- 600g pizza dough
- 300g baby spinach
- 30ml olive oil, plus more for brushing
- 1 sweet onion, minced
- 2 cloves garlic, minced
- 45 g freshly grated Parmigiano-Reggiano cheese
- 120g fresh mozzarella cheese, finely diced
- 225g ricotta cheese
- Salt and freshly ground pepper
- All-purpose flour for dusting
- Let the dough sit at room temperature 1 to 2 hours before building the calzone.
- Set the EGG for indirect cooking at 204°C.
- Rinse the spinach and let drain.
- In a pan, heat the oil over medium heat.
- Add the sweet onion and cook until translucent, then add the garlic and cook about 1 minute.
- Add the spinach, cover and cook until tender.
- Drain the spinach mixture in a colander, pressing gently to remove excess liquid.
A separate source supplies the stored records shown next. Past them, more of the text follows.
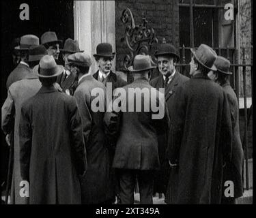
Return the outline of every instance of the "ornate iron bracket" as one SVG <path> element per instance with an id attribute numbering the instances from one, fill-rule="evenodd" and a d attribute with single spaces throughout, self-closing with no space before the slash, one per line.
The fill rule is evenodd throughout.
<path id="1" fill-rule="evenodd" d="M 121 39 L 121 42 L 125 43 L 129 50 L 129 53 L 126 54 L 123 60 L 123 70 L 127 72 L 128 67 L 132 65 L 134 57 L 141 54 L 152 54 L 152 46 L 154 43 L 158 44 L 158 40 L 154 29 L 148 27 L 144 13 L 142 23 L 135 25 L 131 10 L 126 7 L 122 12 L 121 20 L 124 25 L 126 25 L 125 36 Z"/>

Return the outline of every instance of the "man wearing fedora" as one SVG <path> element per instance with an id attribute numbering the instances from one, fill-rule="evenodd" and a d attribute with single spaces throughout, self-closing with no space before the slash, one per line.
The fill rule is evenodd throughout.
<path id="1" fill-rule="evenodd" d="M 63 49 L 60 49 L 60 52 L 62 53 L 62 59 L 65 63 L 65 69 L 62 74 L 58 76 L 57 82 L 58 82 L 63 91 L 68 95 L 73 95 L 73 89 L 71 89 L 74 84 L 75 75 L 73 75 L 70 72 L 70 69 L 68 65 L 68 56 L 76 52 L 83 52 L 83 50 L 80 50 L 79 42 L 77 40 L 73 40 L 72 39 L 67 39 L 65 41 L 64 47 Z"/>
<path id="2" fill-rule="evenodd" d="M 29 50 L 27 63 L 33 69 L 40 59 L 46 54 L 43 46 L 32 46 Z M 14 130 L 14 168 L 11 186 L 11 204 L 21 204 L 27 202 L 26 198 L 21 198 L 20 183 L 22 181 L 20 166 L 20 144 L 18 125 L 20 108 L 23 102 L 35 95 L 41 88 L 38 77 L 31 73 L 26 78 L 14 82 L 8 89 L 8 97 L 2 107 L 1 127 L 4 133 L 10 136 Z M 13 129 L 13 123 L 14 129 Z M 9 137 L 8 137 L 9 138 Z"/>
<path id="3" fill-rule="evenodd" d="M 58 40 L 55 32 L 47 31 L 41 36 L 41 44 L 47 50 L 48 55 L 53 55 L 55 61 L 59 59 L 59 44 L 62 40 Z"/>
<path id="4" fill-rule="evenodd" d="M 159 90 L 165 88 L 165 97 L 167 104 L 169 116 L 171 120 L 175 105 L 173 99 L 177 88 L 188 80 L 188 78 L 181 74 L 175 65 L 179 61 L 180 56 L 175 48 L 171 44 L 163 43 L 158 45 L 155 52 L 157 59 L 158 70 L 160 75 L 150 81 L 150 84 Z M 154 191 L 165 193 L 169 178 L 170 176 L 170 167 L 167 157 L 166 149 L 167 148 L 168 138 L 159 134 L 158 143 L 160 145 L 160 155 L 161 160 L 161 170 L 156 175 L 154 183 Z"/>
<path id="5" fill-rule="evenodd" d="M 117 112 L 118 106 L 113 104 L 113 112 L 106 112 L 105 116 L 105 123 L 110 129 L 111 136 L 115 137 L 117 140 L 113 167 L 118 174 L 121 204 L 134 204 L 137 178 L 141 204 L 153 202 L 154 174 L 160 169 L 158 132 L 161 130 L 167 136 L 169 125 L 164 95 L 149 84 L 149 73 L 154 68 L 150 56 L 137 55 L 133 66 L 128 69 L 132 72 L 134 80 L 123 87 L 126 95 L 121 95 L 120 102 L 122 104 L 124 103 L 127 108 Z M 130 96 L 128 90 L 130 89 L 143 91 L 132 93 L 132 95 Z M 145 94 L 147 90 L 150 94 Z M 143 109 L 130 112 L 128 107 L 133 105 L 135 101 L 137 102 L 137 98 L 139 99 L 138 102 Z M 155 103 L 162 109 L 163 117 L 161 119 L 152 119 L 156 111 L 154 112 L 152 106 L 148 111 L 144 109 L 145 105 L 152 106 Z"/>
<path id="6" fill-rule="evenodd" d="M 97 46 L 96 54 L 94 54 L 99 69 L 93 75 L 95 79 L 102 82 L 105 86 L 106 82 L 112 84 L 112 90 L 122 87 L 126 84 L 119 76 L 111 71 L 112 62 L 115 52 L 112 50 L 109 43 L 100 43 Z"/>
<path id="7" fill-rule="evenodd" d="M 21 107 L 20 174 L 29 204 L 81 204 L 79 175 L 87 168 L 82 122 L 73 97 L 53 86 L 63 67 L 44 56 L 33 69 L 42 87 Z"/>
<path id="8" fill-rule="evenodd" d="M 223 184 L 225 181 L 231 181 L 233 183 L 234 196 L 227 197 L 223 191 L 222 204 L 234 204 L 236 198 L 242 196 L 242 166 L 244 151 L 242 149 L 240 130 L 239 130 L 239 108 L 236 95 L 231 88 L 229 76 L 232 74 L 229 72 L 230 62 L 227 59 L 218 56 L 214 61 L 216 71 L 210 71 L 209 78 L 221 85 L 227 93 L 229 104 L 230 114 L 232 121 L 232 154 L 230 161 L 227 162 L 224 167 Z"/>
<path id="9" fill-rule="evenodd" d="M 232 129 L 227 95 L 210 80 L 216 52 L 201 44 L 191 48 L 191 79 L 175 92 L 168 144 L 169 204 L 220 204 L 223 166 L 230 159 Z"/>
<path id="10" fill-rule="evenodd" d="M 104 131 L 104 112 L 95 112 L 91 108 L 96 97 L 106 102 L 106 87 L 89 74 L 91 59 L 88 54 L 74 53 L 69 55 L 68 60 L 72 73 L 78 80 L 74 96 L 81 114 L 87 157 L 87 170 L 81 178 L 82 204 L 111 204 L 115 199 L 111 157 Z M 91 93 L 95 88 L 103 91 L 93 96 Z"/>
<path id="11" fill-rule="evenodd" d="M 29 76 L 32 73 L 27 63 L 28 51 L 31 46 L 39 46 L 39 38 L 34 35 L 25 35 L 20 37 L 20 45 L 15 47 L 15 50 L 19 51 L 20 54 L 20 61 L 7 79 L 8 90 L 12 83 Z"/>

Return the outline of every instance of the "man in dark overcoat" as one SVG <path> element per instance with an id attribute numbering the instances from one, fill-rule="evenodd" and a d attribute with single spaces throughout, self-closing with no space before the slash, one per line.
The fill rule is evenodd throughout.
<path id="1" fill-rule="evenodd" d="M 232 129 L 227 95 L 208 74 L 215 69 L 215 52 L 201 44 L 193 54 L 191 79 L 177 89 L 168 157 L 169 204 L 220 204 L 223 166 L 230 159 Z"/>
<path id="2" fill-rule="evenodd" d="M 118 172 L 121 204 L 134 204 L 137 179 L 141 204 L 152 204 L 154 174 L 160 169 L 157 134 L 160 129 L 168 134 L 169 119 L 164 95 L 149 84 L 149 73 L 154 68 L 151 61 L 149 56 L 135 57 L 129 68 L 134 82 L 117 89 L 116 97 L 119 93 L 124 94 L 114 98 L 111 114 L 108 112 L 105 115 L 106 126 L 116 134 L 111 135 L 117 138 L 113 167 Z M 119 97 L 121 110 L 115 102 Z M 136 108 L 130 108 L 134 102 Z M 152 105 L 158 105 L 158 110 Z M 154 118 L 157 111 L 162 116 Z"/>
<path id="3" fill-rule="evenodd" d="M 226 163 L 223 173 L 223 189 L 226 181 L 233 183 L 233 196 L 225 196 L 223 191 L 222 204 L 234 204 L 236 198 L 242 196 L 242 166 L 244 160 L 244 151 L 242 149 L 240 130 L 239 130 L 239 108 L 236 95 L 231 88 L 229 76 L 232 73 L 229 72 L 230 62 L 227 59 L 218 56 L 215 60 L 214 65 L 216 71 L 210 71 L 208 76 L 211 80 L 217 82 L 227 93 L 229 104 L 230 114 L 232 121 L 233 140 L 231 160 Z"/>
<path id="4" fill-rule="evenodd" d="M 79 175 L 87 168 L 82 121 L 74 97 L 53 86 L 63 67 L 44 56 L 34 68 L 42 88 L 22 106 L 20 174 L 29 204 L 81 204 Z"/>
<path id="5" fill-rule="evenodd" d="M 62 59 L 65 63 L 65 69 L 59 76 L 57 78 L 57 82 L 58 82 L 62 91 L 68 95 L 73 95 L 73 86 L 75 82 L 75 75 L 73 75 L 70 72 L 70 67 L 68 65 L 68 56 L 76 52 L 83 52 L 83 50 L 80 50 L 79 42 L 76 40 L 72 39 L 67 39 L 65 41 L 64 47 L 63 49 L 59 49 Z"/>
<path id="6" fill-rule="evenodd" d="M 111 173 L 111 162 L 106 144 L 103 117 L 106 108 L 106 87 L 89 74 L 91 57 L 77 52 L 68 57 L 70 69 L 78 80 L 74 97 L 82 118 L 83 137 L 86 144 L 88 168 L 81 178 L 82 204 L 112 204 L 115 200 Z M 97 96 L 94 91 L 99 90 Z M 103 107 L 96 110 L 93 102 Z"/>
<path id="7" fill-rule="evenodd" d="M 20 80 L 31 74 L 31 69 L 27 63 L 29 48 L 32 46 L 39 46 L 39 38 L 34 35 L 25 35 L 20 37 L 20 44 L 15 47 L 19 51 L 20 61 L 17 67 L 10 74 L 6 82 L 6 89 L 16 81 Z"/>
<path id="8" fill-rule="evenodd" d="M 179 86 L 189 78 L 181 74 L 175 68 L 175 65 L 179 61 L 180 56 L 172 44 L 159 44 L 158 50 L 155 52 L 155 57 L 157 59 L 158 67 L 160 75 L 152 80 L 150 84 L 158 90 L 160 88 L 165 89 L 163 89 L 163 93 L 167 104 L 169 116 L 171 120 L 173 116 L 173 112 L 175 108 L 173 104 L 175 91 Z M 158 136 L 161 170 L 159 174 L 156 176 L 154 191 L 165 194 L 170 172 L 171 172 L 166 153 L 168 139 L 164 137 L 162 133 L 160 133 Z"/>

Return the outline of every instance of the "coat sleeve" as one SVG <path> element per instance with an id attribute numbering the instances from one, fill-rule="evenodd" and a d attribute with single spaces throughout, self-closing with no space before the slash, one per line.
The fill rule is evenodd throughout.
<path id="1" fill-rule="evenodd" d="M 173 104 L 175 105 L 175 110 L 170 123 L 167 147 L 167 157 L 173 164 L 179 161 L 186 120 L 186 93 L 182 86 L 177 89 Z"/>
<path id="2" fill-rule="evenodd" d="M 83 175 L 87 168 L 86 149 L 83 136 L 82 120 L 74 98 L 70 103 L 70 136 L 75 166 L 79 174 Z"/>
<path id="3" fill-rule="evenodd" d="M 32 143 L 32 128 L 28 109 L 26 108 L 25 104 L 23 104 L 21 108 L 18 134 L 21 178 L 23 180 L 29 181 L 29 162 Z"/>
<path id="4" fill-rule="evenodd" d="M 224 161 L 230 161 L 232 153 L 232 121 L 227 94 L 223 92 L 223 107 L 220 142 L 223 144 Z"/>
<path id="5" fill-rule="evenodd" d="M 9 134 L 14 128 L 14 102 L 9 89 L 8 97 L 2 106 L 1 127 L 5 134 Z"/>

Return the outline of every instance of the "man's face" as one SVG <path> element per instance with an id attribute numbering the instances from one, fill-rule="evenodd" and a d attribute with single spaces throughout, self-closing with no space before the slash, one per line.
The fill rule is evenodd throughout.
<path id="1" fill-rule="evenodd" d="M 162 75 L 171 75 L 175 70 L 175 63 L 173 63 L 173 57 L 158 56 L 157 63 L 159 72 Z"/>
<path id="2" fill-rule="evenodd" d="M 110 72 L 112 67 L 113 59 L 111 57 L 100 57 L 97 61 L 98 67 L 103 74 Z"/>
<path id="3" fill-rule="evenodd" d="M 59 54 L 59 45 L 58 44 L 51 45 L 47 49 L 47 53 L 48 55 L 53 55 L 54 59 L 57 60 Z"/>
<path id="4" fill-rule="evenodd" d="M 194 57 L 191 58 L 191 61 L 189 65 L 190 65 L 190 72 L 189 72 L 189 75 L 193 76 L 198 67 L 198 65 L 195 63 Z"/>

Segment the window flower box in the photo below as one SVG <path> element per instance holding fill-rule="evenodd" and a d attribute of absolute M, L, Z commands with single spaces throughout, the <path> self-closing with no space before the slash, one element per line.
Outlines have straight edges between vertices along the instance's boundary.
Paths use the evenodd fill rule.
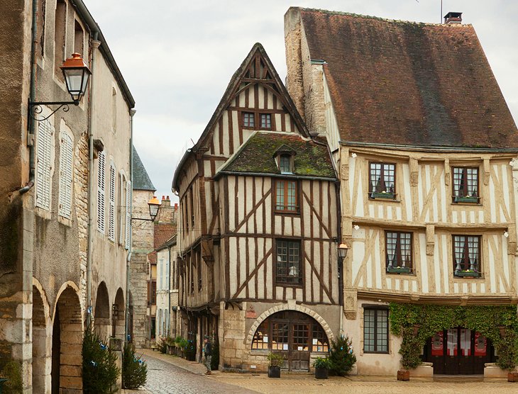
<path fill-rule="evenodd" d="M 468 269 L 466 271 L 458 271 L 455 273 L 455 275 L 456 276 L 478 278 L 478 276 L 480 276 L 480 274 L 477 271 Z"/>
<path fill-rule="evenodd" d="M 453 201 L 456 203 L 471 203 L 476 204 L 478 203 L 478 197 L 473 196 L 465 196 L 461 197 L 460 196 L 457 196 L 453 198 Z"/>
<path fill-rule="evenodd" d="M 409 266 L 387 266 L 387 272 L 390 274 L 409 274 Z"/>
<path fill-rule="evenodd" d="M 389 193 L 387 191 L 380 192 L 373 192 L 370 193 L 371 198 L 387 198 L 387 200 L 394 200 L 396 198 L 396 195 L 394 193 Z"/>

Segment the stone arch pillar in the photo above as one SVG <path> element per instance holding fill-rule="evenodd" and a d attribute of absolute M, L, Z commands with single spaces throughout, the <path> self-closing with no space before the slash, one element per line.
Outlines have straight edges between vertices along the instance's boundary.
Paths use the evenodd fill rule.
<path fill-rule="evenodd" d="M 120 287 L 111 308 L 111 336 L 124 339 L 124 293 Z"/>
<path fill-rule="evenodd" d="M 95 298 L 95 310 L 94 312 L 94 329 L 101 339 L 108 338 L 111 335 L 110 309 L 108 288 L 103 281 L 97 287 L 97 296 Z"/>
<path fill-rule="evenodd" d="M 82 393 L 83 323 L 79 288 L 68 282 L 58 293 L 53 325 L 53 390 Z"/>
<path fill-rule="evenodd" d="M 33 393 L 48 393 L 52 383 L 52 322 L 43 287 L 35 279 L 33 283 Z"/>

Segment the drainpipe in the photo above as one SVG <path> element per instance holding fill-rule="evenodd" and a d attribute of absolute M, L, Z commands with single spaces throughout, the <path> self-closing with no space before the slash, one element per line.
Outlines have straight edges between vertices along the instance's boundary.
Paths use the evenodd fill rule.
<path fill-rule="evenodd" d="M 92 130 L 92 121 L 94 118 L 94 79 L 95 79 L 95 52 L 101 45 L 97 40 L 97 32 L 94 33 L 92 40 L 92 64 L 90 69 L 90 94 L 89 96 L 90 111 L 88 117 L 88 252 L 87 254 L 87 326 L 92 323 L 92 261 L 94 252 L 94 182 L 92 177 L 94 174 L 94 133 Z"/>
<path fill-rule="evenodd" d="M 31 41 L 31 86 L 29 101 L 36 98 L 36 44 L 38 43 L 38 0 L 33 0 L 33 23 Z M 27 193 L 34 186 L 34 120 L 28 112 L 27 146 L 29 148 L 29 181 L 18 190 L 20 194 Z"/>
<path fill-rule="evenodd" d="M 133 116 L 136 111 L 131 108 L 130 113 L 130 179 L 131 180 L 131 187 L 130 187 L 130 212 L 133 212 Z M 131 217 L 131 215 L 130 215 Z M 130 262 L 131 261 L 131 254 L 133 252 L 133 222 L 130 219 L 130 239 L 129 247 L 128 249 L 128 257 L 126 260 L 126 319 L 124 319 L 124 343 L 128 343 L 128 334 L 129 334 L 129 295 L 130 295 Z"/>

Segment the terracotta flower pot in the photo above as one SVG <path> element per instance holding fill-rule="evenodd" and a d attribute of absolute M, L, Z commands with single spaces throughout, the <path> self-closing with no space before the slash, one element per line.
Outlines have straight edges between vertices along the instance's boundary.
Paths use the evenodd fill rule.
<path fill-rule="evenodd" d="M 397 380 L 398 381 L 409 381 L 410 380 L 410 371 L 404 369 L 399 369 L 397 371 Z"/>

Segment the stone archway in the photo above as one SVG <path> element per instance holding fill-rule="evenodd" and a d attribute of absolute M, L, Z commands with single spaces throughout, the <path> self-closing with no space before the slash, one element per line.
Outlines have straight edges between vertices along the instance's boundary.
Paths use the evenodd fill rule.
<path fill-rule="evenodd" d="M 111 334 L 110 324 L 110 300 L 106 284 L 103 281 L 97 287 L 94 312 L 94 329 L 101 338 L 107 338 Z"/>
<path fill-rule="evenodd" d="M 248 335 L 246 337 L 246 349 L 250 349 L 252 346 L 252 339 L 253 339 L 253 336 L 255 334 L 255 331 L 257 331 L 257 329 L 259 327 L 259 325 L 263 322 L 263 320 L 266 320 L 268 317 L 273 315 L 274 313 L 277 313 L 277 312 L 280 312 L 282 310 L 296 310 L 297 312 L 302 312 L 302 313 L 305 313 L 306 315 L 311 316 L 315 320 L 316 320 L 316 322 L 318 322 L 318 323 L 322 327 L 322 329 L 325 332 L 326 335 L 327 335 L 329 343 L 331 343 L 331 341 L 334 340 L 334 335 L 333 334 L 333 332 L 329 327 L 329 325 L 327 324 L 326 320 L 324 320 L 320 315 L 316 313 L 314 310 L 312 310 L 305 306 L 302 306 L 297 304 L 295 304 L 294 305 L 289 305 L 287 303 L 285 303 L 270 308 L 268 310 L 265 310 L 265 312 L 261 313 L 260 315 L 258 317 L 257 319 L 255 319 L 255 321 L 252 325 L 252 327 L 250 327 L 250 330 L 248 330 Z"/>
<path fill-rule="evenodd" d="M 111 336 L 124 339 L 124 293 L 120 287 L 111 308 Z"/>
<path fill-rule="evenodd" d="M 33 392 L 48 393 L 52 383 L 52 324 L 43 287 L 35 279 L 33 283 Z"/>
<path fill-rule="evenodd" d="M 58 293 L 53 323 L 53 393 L 82 393 L 83 324 L 78 293 L 72 282 Z"/>

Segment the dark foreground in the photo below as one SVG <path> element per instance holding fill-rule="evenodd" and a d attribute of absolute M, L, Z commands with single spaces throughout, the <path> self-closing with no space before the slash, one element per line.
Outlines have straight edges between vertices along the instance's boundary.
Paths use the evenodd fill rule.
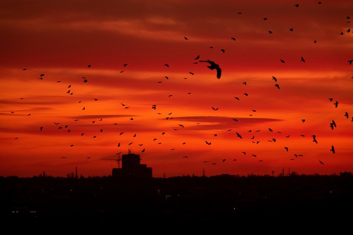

Transfer to a bowl.
- Add the cheeses and mix well.
- Season with salt and pepper.
- Roll out the dough on a Dough Rolling Mat and use the Calzone Press to cut out the dough circles and form calzones.
- Place the calzones on a preheated Pizza/Baking Stone and bake until golden brown, about 20 minutes.
- Transfer to a cooling rack for 10 minutes.